Taxation of the digital economy
The roadmap notes the EU’s and OECD’s work on the taxation of the digital economy and confirms Ireland’s commitment to finding a system of international taxation “which is appropriate to meet the challenges and opportunities that arise from the digitisation of the economy.”
The timeline set out in the roadmap is as follows:
|Q3 2018||Public consultation on interest limitation rule and anti-hybrid rule|
|Q4 2018||Finance Bill 2018 is published to include CFC rules and final legislative steps to allow ratification of the Multilateral Instrument
Publication of International Mutual Assistance Bill
|1st January 2019||Effective date of CFC rules|
|Early 2019||Public consultation on updating transfer pricing rules
Public consultation on moving to a territorial regime or simplification of foreign tax credit regime
|Q2 2019||Implementation of Dispute Resolution Mechanism Directive|
|1st January 2020||Alignment of Irish mandatory disclosure regime with DAC6
Effective date of anti-hybrid rule
Effective date of updated transfer pricing rules including adoption of the 2017 OECD Transfer Pricing Guidelines
Effective date of amendments to exit tax
Effective date of reverse hybrid rule
Latest possible introduction of interest limitation rule
Looking to the future with peace of mind
The roadmap helpfully charts the proposed route that Ireland will take over the coming years to ensure its tax system is fully aligned with international standards. This certainly gives existing companies, and firms looking to setup here, peace of mind allowing them to future proof any long-term investment decisions.
Ireland is one of only 23 jurisdictions worldwide to be fully compliant with new international best practice by the Global Forum on Tax Transparency and Exchange of Information for Tax Purposes and the plans laid out in the roadmap further bolster its pro-business tax regime.
Ireland’s 12.5% Corporation Tax Rate is here to stay
The roadmap strongly reaffirms Ireland’s commitment to its 12.5% rate corporation tax. As a cornerstone of Ireland’s economic policy, Minister Donohoe has spoken of the government’s intention to ‘robustly defend it’ on all fronts.

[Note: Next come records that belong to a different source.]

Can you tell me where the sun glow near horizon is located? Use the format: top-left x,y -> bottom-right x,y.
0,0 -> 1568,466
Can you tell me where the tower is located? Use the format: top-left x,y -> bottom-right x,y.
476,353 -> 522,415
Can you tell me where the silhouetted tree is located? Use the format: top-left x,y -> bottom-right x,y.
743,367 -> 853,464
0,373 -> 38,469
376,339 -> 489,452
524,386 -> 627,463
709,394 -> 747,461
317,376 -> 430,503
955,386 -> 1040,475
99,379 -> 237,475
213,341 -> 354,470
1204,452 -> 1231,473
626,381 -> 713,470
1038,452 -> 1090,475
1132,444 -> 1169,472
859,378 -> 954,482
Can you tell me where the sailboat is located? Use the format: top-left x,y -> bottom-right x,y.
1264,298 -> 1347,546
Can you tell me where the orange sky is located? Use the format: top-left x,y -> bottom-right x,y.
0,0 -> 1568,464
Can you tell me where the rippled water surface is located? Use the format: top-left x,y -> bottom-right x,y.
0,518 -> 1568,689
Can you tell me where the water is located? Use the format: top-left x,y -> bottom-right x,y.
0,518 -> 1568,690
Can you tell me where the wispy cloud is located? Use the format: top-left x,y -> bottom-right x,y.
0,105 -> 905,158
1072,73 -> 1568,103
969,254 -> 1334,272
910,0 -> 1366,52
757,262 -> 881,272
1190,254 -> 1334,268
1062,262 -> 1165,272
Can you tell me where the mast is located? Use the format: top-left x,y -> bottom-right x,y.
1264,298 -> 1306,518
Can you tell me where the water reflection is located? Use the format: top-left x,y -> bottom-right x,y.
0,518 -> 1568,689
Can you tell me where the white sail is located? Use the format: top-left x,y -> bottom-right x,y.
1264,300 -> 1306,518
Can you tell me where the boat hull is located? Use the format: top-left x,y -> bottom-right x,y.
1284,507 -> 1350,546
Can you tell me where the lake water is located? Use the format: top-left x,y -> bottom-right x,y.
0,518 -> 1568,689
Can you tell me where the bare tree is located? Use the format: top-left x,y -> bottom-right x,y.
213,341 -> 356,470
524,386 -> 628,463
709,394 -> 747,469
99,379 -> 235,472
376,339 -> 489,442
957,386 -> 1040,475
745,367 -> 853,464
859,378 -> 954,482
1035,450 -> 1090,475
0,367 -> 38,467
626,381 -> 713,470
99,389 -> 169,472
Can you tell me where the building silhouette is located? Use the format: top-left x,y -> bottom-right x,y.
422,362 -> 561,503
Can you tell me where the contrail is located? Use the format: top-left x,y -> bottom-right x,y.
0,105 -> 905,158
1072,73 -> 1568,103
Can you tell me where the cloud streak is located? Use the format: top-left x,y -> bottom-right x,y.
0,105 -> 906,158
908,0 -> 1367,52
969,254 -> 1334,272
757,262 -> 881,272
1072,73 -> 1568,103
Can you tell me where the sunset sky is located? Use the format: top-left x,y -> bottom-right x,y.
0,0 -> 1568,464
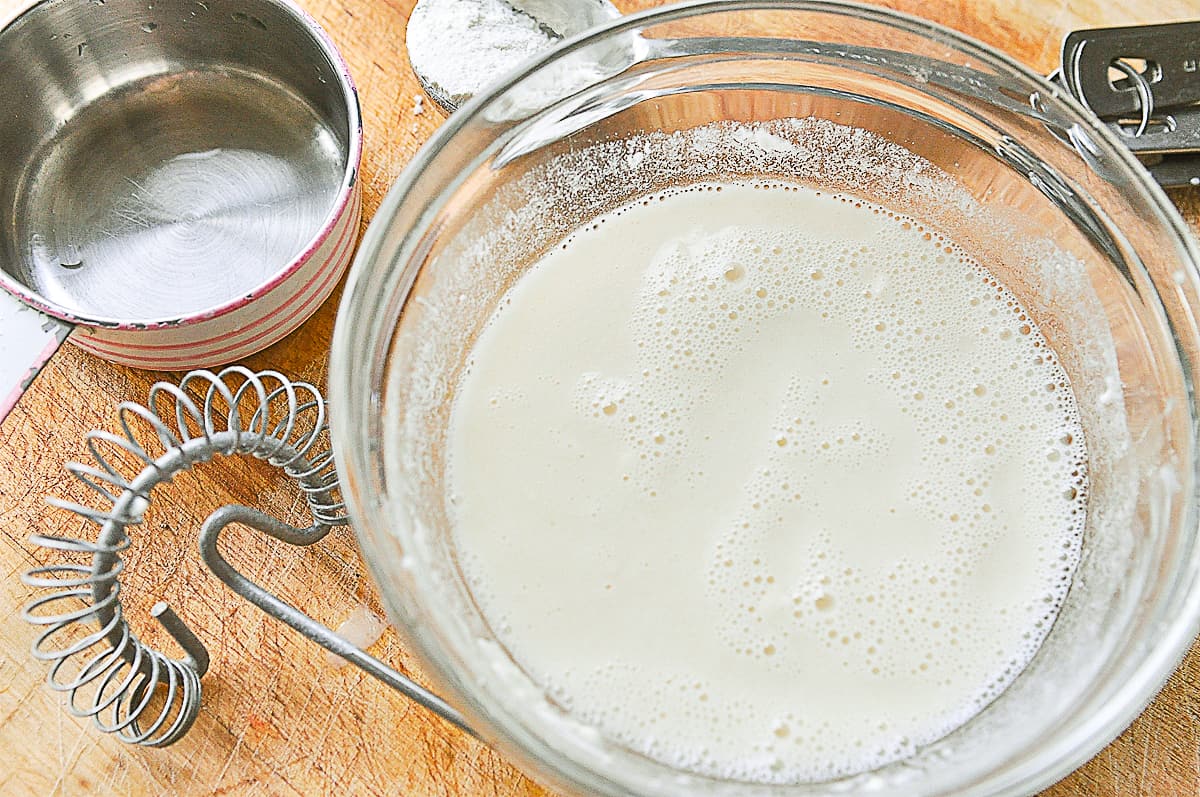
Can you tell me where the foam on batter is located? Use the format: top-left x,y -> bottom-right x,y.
446,181 -> 1087,783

Stability, clarity and confidence
With Brexit on the horizon, the roadmap provides certainty as to Ireland’s corporate taxation policy going forward enabling business owners to focus on the challenges that lie ahead post March 2019. The government’s consultative approach to policy making has ensured business is the central pillar of its tax strategy. This focus by the State on supporting business has been key in attracting so much foreign direct investment to these shores.
The roadmap indicates the government’s commitment to increasing this transparency, without adversely affecting Ireland’s pro-business environment. Providing such clarity, in an ever-changing international tax environment, enables companies to plan for the long term with confidence.